Author | Jaime Ramos
Cities benefit from the countless advantages offered by Big Data traffic management. It forms an essential base for the most promising technological solutions of the century, such as autonomous vehicles or carbon neutral cities. But, is there a dark side to Big data?
IoT: Is Big Data dangerous?
Big Brother, Psychohistory, Neuromancer… The science fiction genre is full of tales about the dystopian concept of a remote-controlled reality. The devils surrounding the Big Data dream are based on the same model.
Once we consent to the assignment of personal data, a complex and, above all mysterious journey begins. It may begin as a simple commercial exchange of information. For example, when we take out a service via a platform. We soon find out that the information given is used to send us advertisements for similar services.
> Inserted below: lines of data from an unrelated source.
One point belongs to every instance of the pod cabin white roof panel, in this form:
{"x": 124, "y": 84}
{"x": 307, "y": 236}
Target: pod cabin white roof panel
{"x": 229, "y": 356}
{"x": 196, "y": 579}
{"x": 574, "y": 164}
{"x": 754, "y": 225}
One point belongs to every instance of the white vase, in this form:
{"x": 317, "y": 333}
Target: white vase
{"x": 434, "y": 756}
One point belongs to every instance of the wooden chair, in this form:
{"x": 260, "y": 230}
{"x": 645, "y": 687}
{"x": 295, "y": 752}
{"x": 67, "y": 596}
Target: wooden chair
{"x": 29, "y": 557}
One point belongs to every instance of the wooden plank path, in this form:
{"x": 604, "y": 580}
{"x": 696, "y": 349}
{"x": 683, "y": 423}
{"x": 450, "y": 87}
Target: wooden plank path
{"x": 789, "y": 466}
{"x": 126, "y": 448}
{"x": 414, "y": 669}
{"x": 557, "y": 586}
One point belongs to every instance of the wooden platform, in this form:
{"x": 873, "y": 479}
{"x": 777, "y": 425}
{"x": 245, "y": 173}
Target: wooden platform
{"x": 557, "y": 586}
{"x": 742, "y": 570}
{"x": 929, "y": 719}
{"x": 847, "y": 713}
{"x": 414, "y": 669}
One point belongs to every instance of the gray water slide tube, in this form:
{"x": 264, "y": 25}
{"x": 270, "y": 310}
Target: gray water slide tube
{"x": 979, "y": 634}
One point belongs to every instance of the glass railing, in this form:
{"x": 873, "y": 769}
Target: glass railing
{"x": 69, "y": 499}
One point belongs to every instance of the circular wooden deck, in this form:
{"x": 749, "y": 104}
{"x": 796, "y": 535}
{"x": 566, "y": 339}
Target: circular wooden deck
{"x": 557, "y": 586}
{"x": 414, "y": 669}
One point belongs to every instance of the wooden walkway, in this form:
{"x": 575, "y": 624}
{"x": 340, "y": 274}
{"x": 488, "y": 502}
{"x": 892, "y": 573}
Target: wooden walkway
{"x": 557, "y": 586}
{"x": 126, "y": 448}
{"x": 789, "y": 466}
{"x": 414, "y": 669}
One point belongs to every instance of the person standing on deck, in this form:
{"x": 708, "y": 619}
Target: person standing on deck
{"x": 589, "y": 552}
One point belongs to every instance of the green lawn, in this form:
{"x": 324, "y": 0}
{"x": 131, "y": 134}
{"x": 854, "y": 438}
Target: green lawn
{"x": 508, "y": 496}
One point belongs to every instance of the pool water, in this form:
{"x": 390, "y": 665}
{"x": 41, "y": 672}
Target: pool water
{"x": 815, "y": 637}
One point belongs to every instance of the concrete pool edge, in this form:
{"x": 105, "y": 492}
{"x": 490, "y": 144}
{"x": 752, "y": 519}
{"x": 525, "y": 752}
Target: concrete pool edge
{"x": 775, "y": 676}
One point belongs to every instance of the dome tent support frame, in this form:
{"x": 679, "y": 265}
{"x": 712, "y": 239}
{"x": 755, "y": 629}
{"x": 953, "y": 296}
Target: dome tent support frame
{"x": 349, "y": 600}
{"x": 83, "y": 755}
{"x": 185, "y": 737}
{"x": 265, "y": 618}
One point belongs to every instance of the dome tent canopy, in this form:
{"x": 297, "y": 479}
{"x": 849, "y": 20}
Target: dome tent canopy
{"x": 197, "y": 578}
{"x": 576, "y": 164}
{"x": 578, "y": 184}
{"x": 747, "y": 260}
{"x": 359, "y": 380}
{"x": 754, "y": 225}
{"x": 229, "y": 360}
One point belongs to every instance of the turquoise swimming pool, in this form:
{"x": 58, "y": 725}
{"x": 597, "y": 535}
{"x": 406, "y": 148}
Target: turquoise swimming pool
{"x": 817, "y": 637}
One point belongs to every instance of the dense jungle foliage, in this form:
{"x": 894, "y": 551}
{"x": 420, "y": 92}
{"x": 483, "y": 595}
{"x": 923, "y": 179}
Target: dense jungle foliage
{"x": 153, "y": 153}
However, it does not end here.
Is Big Data being used for malicious purposes?
The information accumulated by giants such as Google, Amazon, Alibaba or Facebook are not just stored in their data farms. It falls into the hands of other stakeholders, whose interests are unknown and over which we do not have a direct control.
But, does it really matter if a company or an administration headquartered millions of kilometers away knows the cleaning habits of our robot vacuum cleaner or what type of series we stream? Although it may not seem relevant, it may be crucial depending on how this information is being used and, particularly, as it goes through a collective and not an individual sieve.
What are the risks of data trafficking in smart cities?
Smart cities are often accused of using and abusing data flows. For mobility solutions, urban traffic management, energy rationalization or relationships with IoT to be as successful as they were intended, it is important to consider the consequences of knowing what citizens do in real time or thanks to data warehouses. These are some of the most significant dangers and risks.
Loss of privacy
Privacy is the first right at risk as a result of the wonders of the uncontrolled flow of data. According to Rebecca Herold, CEO of The Privacy Professor, in statements to Csoonline, "it is going to become increasingly difficult to do anything without having an associated identity nexus".
She refers to the fact that, despite the efforts to maintain user anonymity, the processes and standards of countless technologies need to store certain personal data in order for their solutions to make sense. This applies to any device with sensors and which we call smart.
Usage metrics can be collected for aspects such as the use of a municipal application or parking meters without providing data such as the name of the user, but when these data are crossed with their geographic location and habits, it is easy to associate them with the person behind the smart phone or service used. And the more information that is available, the easier it is to reverse the anonymization process.
Analyses of big data flow may include inaccuracies and lead to intentional prejudices. Therefore, systems that use these types of data may carry out discriminatory practices.
This is the case, for example, when more general selection criteria are applied, which end up generating an individual discrimination, not to mention the discriminatory potential if there is an unlawful use behind such processes.
After all, one of the main fears in the urban context is the use of Big Data and AI to make social control instruments more sophisticated. Let’s imagine, for example, a tool to detect traffic offenses in real time, but with criteria differentiating between vehicle types based on their engine size, which is the case in low-emission zones in cities.
City security goes from the streets to the "cloud". In recent years, we have seen how few are safe. Cyberattacks on cities increased in 2019. In 2020, 104 local administrations were victims of cyberattacks in the United States alone. A phenomenon that also affects smart homes.
Tackling these challenges requires city councils and administrations to get involved in the development of municipal systems, increasing the ethical standards of algorithms or opting for implemented urban infrastructure monitoring systems.